Cumhurbaşkanı Akıncı ve kendisinden önceki tüm Türk liderler kalıcı bir anlaşma ve barış için masaya oturmuş ancak Rum tarafının bilinen uzlaşmaz tutumu yüzünden bu mümkün olmamıştır ve olamayacaktır.

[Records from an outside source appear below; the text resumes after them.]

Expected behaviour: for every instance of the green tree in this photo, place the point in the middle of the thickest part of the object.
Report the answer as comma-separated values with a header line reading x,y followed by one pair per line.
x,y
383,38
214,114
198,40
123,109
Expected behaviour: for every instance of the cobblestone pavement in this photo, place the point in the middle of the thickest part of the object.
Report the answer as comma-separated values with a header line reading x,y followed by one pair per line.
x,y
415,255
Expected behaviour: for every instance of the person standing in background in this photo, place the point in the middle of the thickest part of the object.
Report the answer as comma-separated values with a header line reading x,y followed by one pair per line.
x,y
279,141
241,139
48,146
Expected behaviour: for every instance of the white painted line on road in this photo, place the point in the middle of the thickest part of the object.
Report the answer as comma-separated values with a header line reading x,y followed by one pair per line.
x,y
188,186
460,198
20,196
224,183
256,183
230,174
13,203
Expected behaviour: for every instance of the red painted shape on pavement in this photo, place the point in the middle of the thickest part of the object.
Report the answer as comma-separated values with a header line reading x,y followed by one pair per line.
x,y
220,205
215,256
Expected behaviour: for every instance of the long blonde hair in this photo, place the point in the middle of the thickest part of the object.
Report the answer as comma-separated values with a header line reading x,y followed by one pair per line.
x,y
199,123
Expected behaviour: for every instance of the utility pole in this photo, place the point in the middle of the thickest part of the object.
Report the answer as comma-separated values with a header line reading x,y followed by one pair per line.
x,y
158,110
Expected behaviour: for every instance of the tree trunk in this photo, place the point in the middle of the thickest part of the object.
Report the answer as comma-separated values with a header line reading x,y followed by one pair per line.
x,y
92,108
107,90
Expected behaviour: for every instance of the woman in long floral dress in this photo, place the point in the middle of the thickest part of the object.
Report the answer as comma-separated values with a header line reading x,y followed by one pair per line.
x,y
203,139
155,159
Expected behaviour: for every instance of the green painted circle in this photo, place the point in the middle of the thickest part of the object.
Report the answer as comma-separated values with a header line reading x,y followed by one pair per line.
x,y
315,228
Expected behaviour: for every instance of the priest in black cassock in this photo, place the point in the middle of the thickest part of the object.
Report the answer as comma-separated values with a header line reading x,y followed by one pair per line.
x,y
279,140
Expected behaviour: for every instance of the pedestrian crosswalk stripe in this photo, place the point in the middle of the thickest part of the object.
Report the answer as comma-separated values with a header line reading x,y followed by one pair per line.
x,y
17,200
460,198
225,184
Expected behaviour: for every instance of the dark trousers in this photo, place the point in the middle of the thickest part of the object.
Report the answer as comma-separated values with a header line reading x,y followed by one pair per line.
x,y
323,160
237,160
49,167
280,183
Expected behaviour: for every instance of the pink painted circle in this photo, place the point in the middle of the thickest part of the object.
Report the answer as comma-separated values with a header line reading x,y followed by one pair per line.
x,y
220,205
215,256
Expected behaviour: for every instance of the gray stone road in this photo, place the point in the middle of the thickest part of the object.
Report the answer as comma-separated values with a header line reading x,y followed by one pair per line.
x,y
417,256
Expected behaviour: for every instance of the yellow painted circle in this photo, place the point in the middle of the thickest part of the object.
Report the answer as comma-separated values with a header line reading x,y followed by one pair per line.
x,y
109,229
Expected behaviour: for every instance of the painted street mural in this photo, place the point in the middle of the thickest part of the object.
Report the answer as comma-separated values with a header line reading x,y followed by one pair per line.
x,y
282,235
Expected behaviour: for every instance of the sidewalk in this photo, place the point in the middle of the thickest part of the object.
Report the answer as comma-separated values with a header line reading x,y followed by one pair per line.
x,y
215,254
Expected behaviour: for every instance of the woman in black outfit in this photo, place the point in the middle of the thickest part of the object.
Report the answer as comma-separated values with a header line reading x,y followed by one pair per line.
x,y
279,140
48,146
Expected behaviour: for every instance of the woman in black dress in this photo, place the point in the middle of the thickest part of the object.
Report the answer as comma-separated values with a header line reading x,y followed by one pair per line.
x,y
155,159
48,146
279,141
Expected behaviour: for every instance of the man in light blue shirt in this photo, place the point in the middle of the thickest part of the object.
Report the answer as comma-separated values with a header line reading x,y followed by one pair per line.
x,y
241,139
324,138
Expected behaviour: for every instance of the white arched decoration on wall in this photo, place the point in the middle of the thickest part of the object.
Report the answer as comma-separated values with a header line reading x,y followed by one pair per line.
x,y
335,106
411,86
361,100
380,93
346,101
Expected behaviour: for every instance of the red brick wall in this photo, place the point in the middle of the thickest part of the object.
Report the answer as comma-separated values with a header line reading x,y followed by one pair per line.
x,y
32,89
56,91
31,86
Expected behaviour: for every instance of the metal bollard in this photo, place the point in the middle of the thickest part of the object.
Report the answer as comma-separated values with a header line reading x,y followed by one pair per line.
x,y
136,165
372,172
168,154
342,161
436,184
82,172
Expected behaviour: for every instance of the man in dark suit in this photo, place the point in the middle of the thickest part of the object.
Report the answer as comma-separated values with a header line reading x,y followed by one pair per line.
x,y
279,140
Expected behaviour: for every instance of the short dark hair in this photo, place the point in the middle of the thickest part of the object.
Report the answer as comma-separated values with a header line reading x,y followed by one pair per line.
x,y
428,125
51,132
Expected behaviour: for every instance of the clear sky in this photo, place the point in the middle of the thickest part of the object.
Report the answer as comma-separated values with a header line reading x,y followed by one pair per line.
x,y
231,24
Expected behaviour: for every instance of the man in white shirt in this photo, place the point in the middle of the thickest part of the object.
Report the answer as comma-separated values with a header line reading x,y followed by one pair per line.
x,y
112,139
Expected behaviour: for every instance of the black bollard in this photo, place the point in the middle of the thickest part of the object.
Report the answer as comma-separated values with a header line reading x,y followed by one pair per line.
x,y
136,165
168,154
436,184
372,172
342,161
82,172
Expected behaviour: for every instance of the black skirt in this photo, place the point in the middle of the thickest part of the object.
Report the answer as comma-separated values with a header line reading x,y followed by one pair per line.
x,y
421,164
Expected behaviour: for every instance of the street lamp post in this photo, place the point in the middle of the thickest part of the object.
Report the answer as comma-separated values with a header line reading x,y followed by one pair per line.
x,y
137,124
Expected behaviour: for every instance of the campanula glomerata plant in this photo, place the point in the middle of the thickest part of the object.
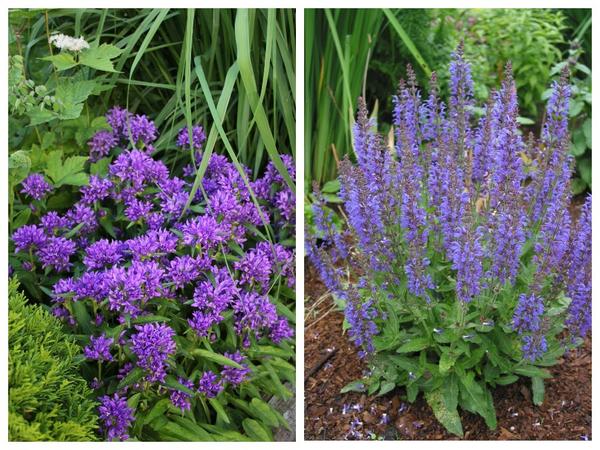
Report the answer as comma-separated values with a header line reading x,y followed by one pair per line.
x,y
461,268
181,295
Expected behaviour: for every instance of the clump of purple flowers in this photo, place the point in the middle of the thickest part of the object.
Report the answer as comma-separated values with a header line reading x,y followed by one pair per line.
x,y
463,211
115,416
151,272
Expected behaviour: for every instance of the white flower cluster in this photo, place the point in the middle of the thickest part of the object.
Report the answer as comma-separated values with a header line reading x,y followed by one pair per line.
x,y
68,43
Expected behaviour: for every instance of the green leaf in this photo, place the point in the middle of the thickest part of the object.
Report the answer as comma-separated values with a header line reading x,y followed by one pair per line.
x,y
507,379
331,187
68,173
133,401
386,387
215,357
256,431
450,391
578,186
19,165
414,345
219,409
537,386
476,399
172,383
83,318
587,132
21,218
157,410
71,95
585,170
532,371
525,121
354,386
186,430
263,411
447,417
61,61
99,58
150,319
447,361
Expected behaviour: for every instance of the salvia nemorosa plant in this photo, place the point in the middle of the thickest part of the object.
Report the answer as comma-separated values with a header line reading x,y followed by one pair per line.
x,y
178,296
462,267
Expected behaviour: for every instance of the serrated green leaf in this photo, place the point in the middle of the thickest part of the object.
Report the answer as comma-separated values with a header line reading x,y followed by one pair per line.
x,y
99,58
447,361
62,61
414,345
447,417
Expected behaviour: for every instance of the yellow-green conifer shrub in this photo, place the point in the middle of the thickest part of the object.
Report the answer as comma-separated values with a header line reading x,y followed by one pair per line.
x,y
48,399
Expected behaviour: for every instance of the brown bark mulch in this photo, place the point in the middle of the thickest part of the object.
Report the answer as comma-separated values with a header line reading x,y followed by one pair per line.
x,y
566,413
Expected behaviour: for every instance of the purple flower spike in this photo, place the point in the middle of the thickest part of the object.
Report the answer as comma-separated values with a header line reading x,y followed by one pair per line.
x,y
99,348
115,416
153,344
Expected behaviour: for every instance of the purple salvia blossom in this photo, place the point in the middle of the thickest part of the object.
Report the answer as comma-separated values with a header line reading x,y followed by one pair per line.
x,y
115,416
181,399
579,274
99,348
210,385
153,344
360,316
29,237
528,322
103,253
56,252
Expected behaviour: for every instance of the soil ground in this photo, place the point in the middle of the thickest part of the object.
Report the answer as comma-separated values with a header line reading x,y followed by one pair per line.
x,y
566,413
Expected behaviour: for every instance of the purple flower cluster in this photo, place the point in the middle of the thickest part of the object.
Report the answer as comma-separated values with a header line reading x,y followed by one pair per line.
x,y
99,348
462,196
152,345
125,128
130,246
115,417
181,399
528,322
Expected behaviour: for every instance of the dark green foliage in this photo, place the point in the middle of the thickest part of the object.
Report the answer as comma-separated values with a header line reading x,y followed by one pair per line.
x,y
48,400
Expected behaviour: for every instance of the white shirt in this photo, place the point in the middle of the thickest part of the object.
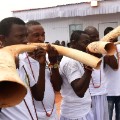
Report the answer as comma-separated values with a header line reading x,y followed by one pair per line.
x,y
20,111
72,107
49,95
98,79
113,78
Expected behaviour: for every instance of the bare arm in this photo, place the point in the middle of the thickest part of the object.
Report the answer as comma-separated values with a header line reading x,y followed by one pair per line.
x,y
56,79
111,61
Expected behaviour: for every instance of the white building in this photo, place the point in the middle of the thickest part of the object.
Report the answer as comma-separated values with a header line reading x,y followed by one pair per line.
x,y
60,21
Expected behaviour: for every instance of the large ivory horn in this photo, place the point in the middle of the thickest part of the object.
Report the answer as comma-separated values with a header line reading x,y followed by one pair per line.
x,y
12,89
111,35
83,57
102,47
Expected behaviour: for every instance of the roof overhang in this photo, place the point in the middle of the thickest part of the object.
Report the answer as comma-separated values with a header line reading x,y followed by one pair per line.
x,y
71,10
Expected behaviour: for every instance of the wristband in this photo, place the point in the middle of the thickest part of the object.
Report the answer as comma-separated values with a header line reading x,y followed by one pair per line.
x,y
53,65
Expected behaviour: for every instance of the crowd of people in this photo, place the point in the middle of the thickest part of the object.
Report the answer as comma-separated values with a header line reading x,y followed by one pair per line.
x,y
87,93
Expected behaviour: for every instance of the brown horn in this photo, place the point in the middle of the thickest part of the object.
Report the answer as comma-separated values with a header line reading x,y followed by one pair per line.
x,y
102,47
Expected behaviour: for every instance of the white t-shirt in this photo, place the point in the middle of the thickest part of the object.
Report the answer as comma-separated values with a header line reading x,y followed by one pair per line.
x,y
72,106
49,95
113,78
98,79
20,111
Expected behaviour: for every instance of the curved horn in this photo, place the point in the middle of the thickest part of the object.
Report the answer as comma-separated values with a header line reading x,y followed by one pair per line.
x,y
102,47
83,57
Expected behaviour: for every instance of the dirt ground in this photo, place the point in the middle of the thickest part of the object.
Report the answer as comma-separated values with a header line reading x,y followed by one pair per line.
x,y
58,99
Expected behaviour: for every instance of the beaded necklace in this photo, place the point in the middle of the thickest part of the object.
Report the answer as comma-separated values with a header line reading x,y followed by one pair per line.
x,y
47,114
31,96
95,86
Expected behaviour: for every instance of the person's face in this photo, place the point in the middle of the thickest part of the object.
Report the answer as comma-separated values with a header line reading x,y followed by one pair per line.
x,y
17,35
94,36
36,34
82,43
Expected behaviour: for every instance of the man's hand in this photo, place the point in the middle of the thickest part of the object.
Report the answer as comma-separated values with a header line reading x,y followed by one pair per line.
x,y
39,55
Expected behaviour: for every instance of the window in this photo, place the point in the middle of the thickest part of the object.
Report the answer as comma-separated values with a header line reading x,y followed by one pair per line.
x,y
74,27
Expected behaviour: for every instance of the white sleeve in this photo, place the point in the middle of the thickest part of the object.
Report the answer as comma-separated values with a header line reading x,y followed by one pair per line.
x,y
72,71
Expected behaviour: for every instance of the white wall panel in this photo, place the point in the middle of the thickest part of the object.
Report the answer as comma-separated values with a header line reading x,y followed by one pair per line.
x,y
58,28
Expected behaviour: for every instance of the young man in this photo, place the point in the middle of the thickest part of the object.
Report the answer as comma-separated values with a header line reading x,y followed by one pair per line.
x,y
14,32
76,102
98,83
112,70
46,109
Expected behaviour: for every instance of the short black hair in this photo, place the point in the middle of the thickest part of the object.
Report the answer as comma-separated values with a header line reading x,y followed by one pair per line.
x,y
107,30
75,36
32,22
6,24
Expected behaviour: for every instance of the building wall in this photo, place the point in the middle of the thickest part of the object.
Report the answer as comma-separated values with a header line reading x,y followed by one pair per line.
x,y
58,28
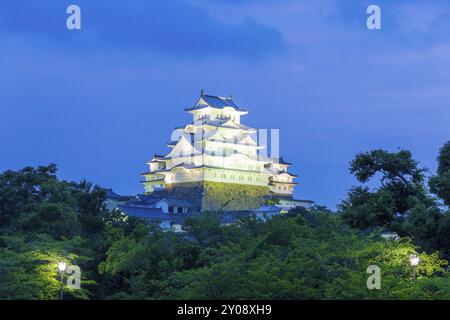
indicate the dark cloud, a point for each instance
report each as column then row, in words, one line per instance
column 175, row 26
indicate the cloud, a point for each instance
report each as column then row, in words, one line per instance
column 176, row 27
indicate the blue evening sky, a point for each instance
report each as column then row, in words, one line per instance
column 101, row 101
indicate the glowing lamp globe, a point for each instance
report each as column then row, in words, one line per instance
column 61, row 266
column 414, row 260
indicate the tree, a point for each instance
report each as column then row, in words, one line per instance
column 440, row 183
column 401, row 189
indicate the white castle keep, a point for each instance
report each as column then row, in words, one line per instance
column 217, row 147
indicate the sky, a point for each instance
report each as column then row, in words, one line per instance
column 102, row 100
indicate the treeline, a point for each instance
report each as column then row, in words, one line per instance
column 315, row 254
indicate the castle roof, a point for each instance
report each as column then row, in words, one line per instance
column 151, row 213
column 217, row 102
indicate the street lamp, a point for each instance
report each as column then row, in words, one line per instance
column 62, row 267
column 414, row 260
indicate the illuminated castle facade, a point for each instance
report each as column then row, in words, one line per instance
column 216, row 151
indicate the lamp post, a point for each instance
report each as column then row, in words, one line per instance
column 414, row 260
column 62, row 267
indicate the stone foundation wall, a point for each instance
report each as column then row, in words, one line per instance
column 230, row 196
column 214, row 196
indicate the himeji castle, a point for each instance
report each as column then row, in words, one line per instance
column 215, row 162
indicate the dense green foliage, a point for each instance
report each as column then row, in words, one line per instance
column 401, row 203
column 305, row 254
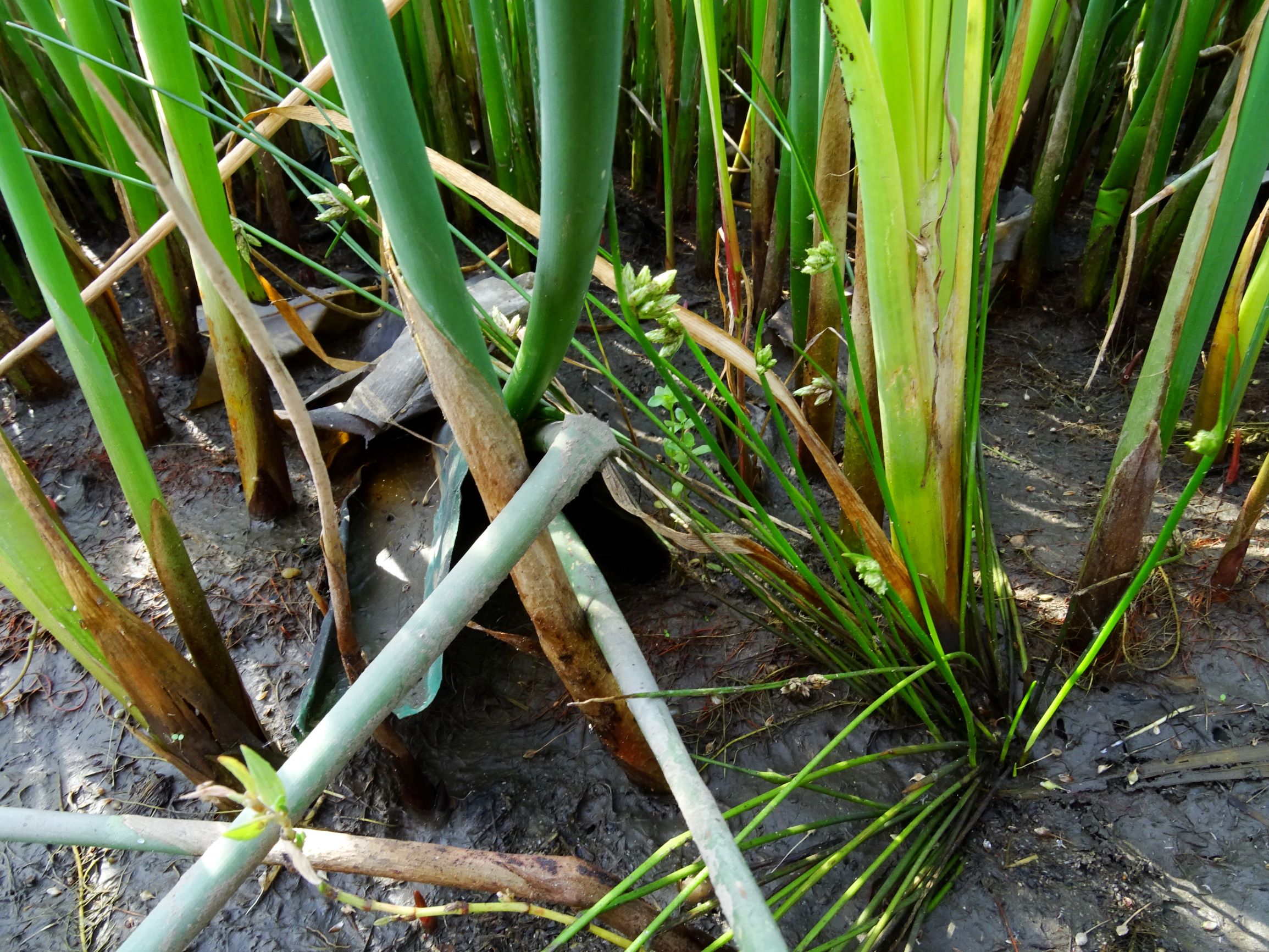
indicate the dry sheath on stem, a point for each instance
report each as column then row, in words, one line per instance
column 417, row 791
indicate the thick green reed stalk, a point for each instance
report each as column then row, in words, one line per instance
column 913, row 81
column 257, row 441
column 1060, row 144
column 447, row 330
column 1204, row 265
column 579, row 56
column 83, row 339
column 88, row 28
column 504, row 114
column 803, row 116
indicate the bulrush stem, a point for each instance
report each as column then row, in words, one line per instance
column 442, row 319
column 417, row 791
column 495, row 455
column 168, row 59
column 1244, row 527
column 88, row 350
column 824, row 311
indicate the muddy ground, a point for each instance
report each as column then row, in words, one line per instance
column 1182, row 859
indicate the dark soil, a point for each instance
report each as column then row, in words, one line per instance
column 1183, row 857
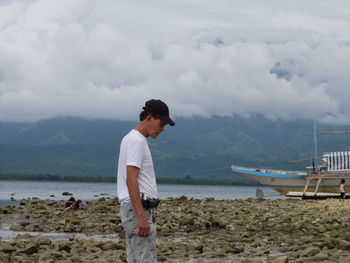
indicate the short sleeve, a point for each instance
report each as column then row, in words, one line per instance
column 134, row 153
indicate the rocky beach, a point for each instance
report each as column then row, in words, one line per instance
column 251, row 230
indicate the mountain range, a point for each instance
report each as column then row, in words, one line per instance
column 196, row 147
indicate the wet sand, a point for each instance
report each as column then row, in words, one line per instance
column 251, row 230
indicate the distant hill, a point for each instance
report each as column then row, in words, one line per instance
column 198, row 147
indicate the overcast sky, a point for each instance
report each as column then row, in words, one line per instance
column 279, row 58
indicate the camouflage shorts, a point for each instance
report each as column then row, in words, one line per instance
column 139, row 249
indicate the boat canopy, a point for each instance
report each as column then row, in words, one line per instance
column 337, row 161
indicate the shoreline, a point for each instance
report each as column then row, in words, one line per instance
column 209, row 230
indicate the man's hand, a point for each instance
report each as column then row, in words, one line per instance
column 143, row 225
column 134, row 192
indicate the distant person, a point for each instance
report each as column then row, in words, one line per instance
column 83, row 205
column 137, row 189
column 342, row 190
column 70, row 202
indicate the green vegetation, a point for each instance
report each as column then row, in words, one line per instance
column 199, row 148
column 188, row 180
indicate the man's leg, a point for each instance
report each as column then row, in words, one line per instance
column 139, row 249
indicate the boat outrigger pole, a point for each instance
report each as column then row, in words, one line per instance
column 315, row 164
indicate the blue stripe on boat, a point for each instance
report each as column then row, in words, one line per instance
column 301, row 186
column 259, row 173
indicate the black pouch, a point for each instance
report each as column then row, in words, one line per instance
column 150, row 203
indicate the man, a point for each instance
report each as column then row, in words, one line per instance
column 137, row 189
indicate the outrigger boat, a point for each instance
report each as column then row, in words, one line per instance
column 319, row 181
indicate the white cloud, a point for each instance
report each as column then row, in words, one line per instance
column 104, row 59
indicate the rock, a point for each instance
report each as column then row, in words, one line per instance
column 43, row 241
column 281, row 259
column 7, row 248
column 31, row 249
column 110, row 245
column 344, row 245
column 320, row 256
column 199, row 249
column 182, row 198
column 310, row 251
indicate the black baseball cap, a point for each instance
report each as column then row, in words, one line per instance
column 160, row 109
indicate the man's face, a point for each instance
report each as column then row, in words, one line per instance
column 154, row 127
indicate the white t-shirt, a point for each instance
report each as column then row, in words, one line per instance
column 134, row 151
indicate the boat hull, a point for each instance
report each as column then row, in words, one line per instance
column 290, row 182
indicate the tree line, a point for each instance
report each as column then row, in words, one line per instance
column 188, row 180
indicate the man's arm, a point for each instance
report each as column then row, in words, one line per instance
column 132, row 172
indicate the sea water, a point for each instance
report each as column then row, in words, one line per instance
column 89, row 191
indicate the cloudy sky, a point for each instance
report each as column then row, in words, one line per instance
column 102, row 59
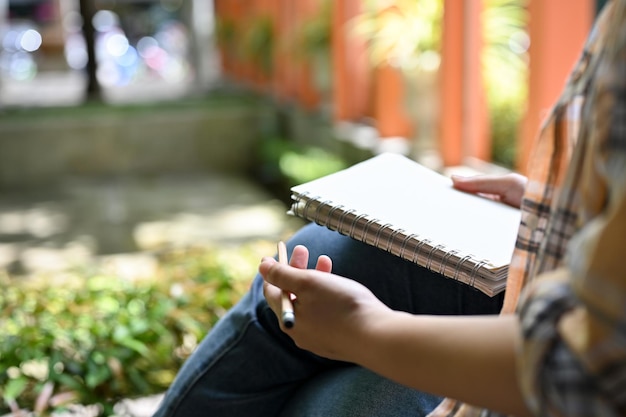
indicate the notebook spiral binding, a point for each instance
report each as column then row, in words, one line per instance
column 422, row 254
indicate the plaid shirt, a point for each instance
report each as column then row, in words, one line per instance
column 567, row 281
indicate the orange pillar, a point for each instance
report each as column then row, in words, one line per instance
column 308, row 95
column 558, row 29
column 389, row 98
column 463, row 123
column 350, row 66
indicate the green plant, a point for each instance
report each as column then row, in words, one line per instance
column 403, row 33
column 313, row 37
column 505, row 70
column 258, row 43
column 95, row 338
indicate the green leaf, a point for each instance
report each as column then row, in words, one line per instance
column 14, row 388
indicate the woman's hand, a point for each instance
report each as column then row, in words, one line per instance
column 508, row 188
column 331, row 311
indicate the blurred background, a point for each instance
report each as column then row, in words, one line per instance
column 147, row 148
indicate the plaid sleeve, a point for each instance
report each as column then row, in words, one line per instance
column 573, row 355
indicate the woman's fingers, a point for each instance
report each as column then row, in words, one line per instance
column 508, row 189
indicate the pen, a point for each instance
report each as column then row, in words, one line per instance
column 288, row 316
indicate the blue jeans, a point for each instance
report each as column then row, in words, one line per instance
column 246, row 366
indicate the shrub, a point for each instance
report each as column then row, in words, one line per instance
column 95, row 339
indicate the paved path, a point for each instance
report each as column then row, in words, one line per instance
column 123, row 221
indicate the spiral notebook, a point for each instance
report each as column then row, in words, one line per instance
column 398, row 205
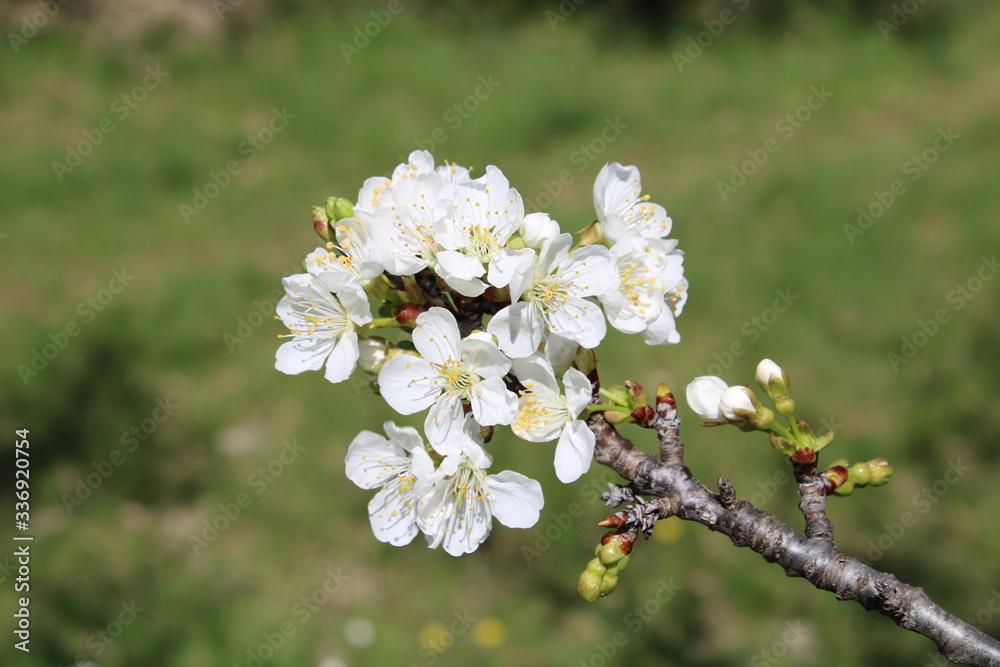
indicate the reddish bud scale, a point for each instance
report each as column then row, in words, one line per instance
column 665, row 399
column 833, row 478
column 804, row 455
column 644, row 416
column 407, row 314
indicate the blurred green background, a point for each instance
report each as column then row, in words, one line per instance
column 139, row 339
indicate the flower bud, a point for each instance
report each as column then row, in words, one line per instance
column 704, row 395
column 589, row 586
column 372, row 353
column 611, row 552
column 338, row 208
column 592, row 234
column 880, row 471
column 775, row 383
column 861, row 474
column 609, row 583
column 321, row 223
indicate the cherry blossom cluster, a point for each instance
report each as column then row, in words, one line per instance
column 448, row 298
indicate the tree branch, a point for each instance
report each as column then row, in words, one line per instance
column 814, row 558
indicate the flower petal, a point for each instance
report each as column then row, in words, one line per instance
column 409, row 384
column 515, row 500
column 574, row 452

Daha geçtiğimiz hafta İstanbul'daki İnsani Zirvesi'ne ev sahipliği yapan Türkiye Cumhurbaşkanı Erdoğan'ın daveti üzerine akşam yemeğine katılan ve geldiği İstanbul'da BM Genel Sekreteri Ban Ki-Mun ile görüşen KKTC Cumhurbaşkanı Akıncı'ya tepki gösteren ve geçtiğimiz haftaki planlanmış müzakere toplantısına katılmayan Anastasiadis'in çözüm konusunda samimi olduğunu söylemek mümkün müdür? Kıbrıs Türkünün seviyesinin yükseltilmesinden ödü patlayan Rum ne yapacağını hakikaten şaşırmıştır. 1963'te yıkılmış sözde 'Kıbrıs Cumhuriyeti' yalanına sarılarak, yıkılmış devletteki eşit ortağından gasp ettiği hakları iade etmeden çözüm olması mümkün müdür? Bu bağlamda Türkiye yetkili makamlarının Avrupa Konseyi'ne gönderdiği 2 Mayıs tarihli yazıda "İnsan Ticaretiyle Mücadele" ve "Kişilerin Korunması" anlaşmaları konularında bu anlaşmaların onaylamasının "işlevsiz Kıbrıs Cumhuriyeti'ni temsil ediyormuş gibi davranan Kıbrıs Rum Yönetimi'nin tanınması anlamına gelmediğini" bildirmesi çok yerinde olmuştur.

Talihsiz açıklama

Uzlaşmaz Rum zihniyetinin en bariz örneklerinden birini, iki hafta önce Güney Kıbrıs'ta yapılan milletvekili genel seçimlerinde hatırı sayılır bir şekilde oylarını artıran sağcı DİKO Başkanı Nikolas Papadopulos'un İstanbul'da yaşanan gelişmeler nedeniyle yaptığı açıklamada bulmak mümkündür. Anastasiadis'in, politikasının hatalı olduğunu kabul etmesi ve özeleştiri yapması gerektiğini ileri süren Türk düşmanı Papadopulos "İşgal liderinin sözde 'Kıbrıs sorununun çözümü için eşsiz bir umut' olarak tayin edilmesi hataydı, işgal bölgelerinde tiyatroya gitmek için Kıbrıs Cumhuriyeti bayrağının indirilmesi hataydı, işgal liderinin Davos'a çağrılması hataydı, Türkiye savaş gemilerini Münhasır Ekonomik Bölge'ye indirirken, iyi bir atmosferin olduğuna dair düzmecenin yaratılması hataydı, yabancı yetkililerin işgal liderinin sözde başkanlığına ziyaretler gerçekleştirmesine tolerans göstermesi, hatta (ziyaretleri) teşvik etmesi hataydı. Başkan şimdi ektiğini biçiyor" diye talihsiz bir açıklamada bulunmuştur. Bu zihniyetteki Rumlarla anlaşma ve kalıcı bir barış tesis edilebilir mi? KKTC Cumhurbaşkanı Akıncı'nın her fırsatta tekrarladığı üzere Kıbrıs Türkünün eşit ortaklığını, özgürlüğünü ve güvenliğini teminat altına alacak bir anlaşmayı Rum tarafı kabul eder mi? Sudan bahaneler yaratarak müzakere masasını torpilleyen çürümüş Rum zihniyeti ile anlaşma olmayacağının bilinciyle enerjimizi KKTC'nin kalkınması ve tanınmasına ayırmamız artık şart olmadı mı?